CIA, enter stage right
The director of the US's Central Intelligence Agency, David Petraeus, speaking at a summit this month on intelligence gathering and engineering, touched on the concept of "an internet of things" - the notion of networking appliances and other objects together using such tiny, low-power radio-linked embedded chips to make to controlling gear easier (and monitoring people a piece of cake).
"In the digital world, data is everywhere, as you all know well. Data is created constantly, often unknowingly and without permission. Every byte left behind reveals information about location, habits, and, by extrapolation, intent and probable behaviour," said Petraeus.
"The number of data points that can be collected is virtually limitless — presenting, of course, both enormous intelligence opportunities and equally large counterintelligence challenges."
The spy boss was chiefly concerned with the huge amounts of data that can be collected from American citizens who intend to become CIA agents – in an age when parents set up Twitter and Tumblr accounts for their newborns, managing the identities of future operatives suddenly becomes non-trivial.
However, he went on to wax lyrical over smart sensors: "As you all know, exploiting the intelligence opportunities — which is an easier subject to discuss in an unclassified setting than the counterintelligence challenges — will require a new class of in-place and remote sensors that operate across the electromagnetic spectrum. Moreover, these sensors will be increasingly interconnected."
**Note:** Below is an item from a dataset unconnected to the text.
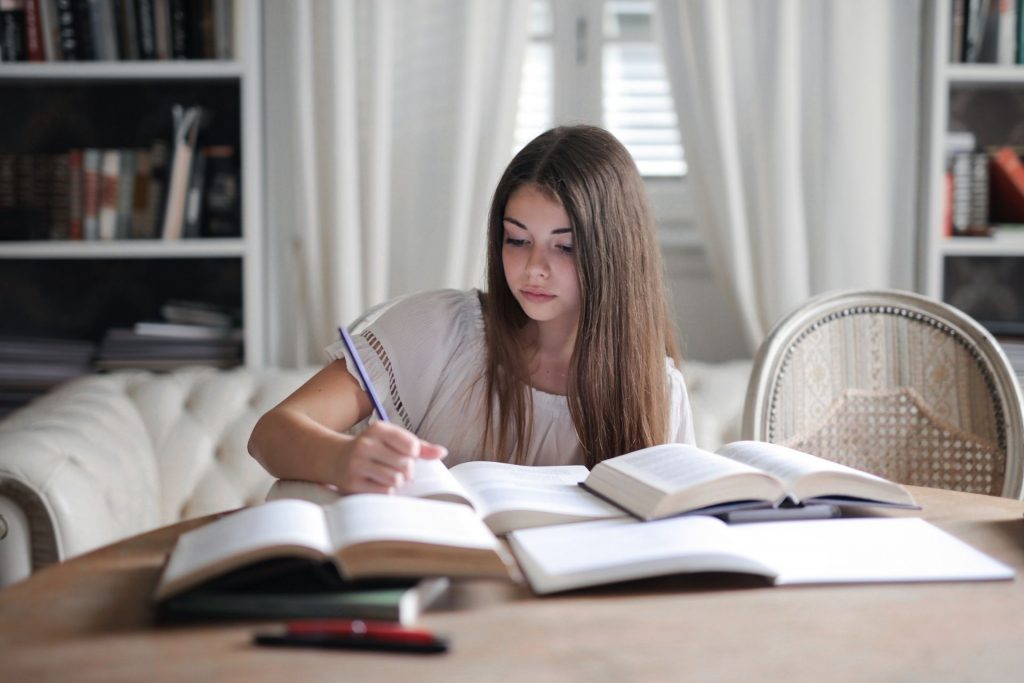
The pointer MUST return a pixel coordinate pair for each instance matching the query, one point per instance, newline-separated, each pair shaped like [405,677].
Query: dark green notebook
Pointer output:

Referring to item tagging, sensors and wireless networks, and embedded engineering, Petraeus added that the proliferation of tiny, portable and intelligent sensor networks will appeal to his organisation. He said:
Items of interest will be located, identified, monitored, and remotely controlled through technologies such as radio-frequency identification, sensor networks, tiny embedded servers, and energy harvesters — all connected to the next-generation internet using abundant, low cost, and high-power computing — the latter now going to cloud computing, in many areas greater and greater supercomputing, and, ultimately, heading to quantum computing.
In practice, these technologies could lead to rapid integration of data from closed societies and provide near-continuous, persistent monitoring of virtually anywhere we choose.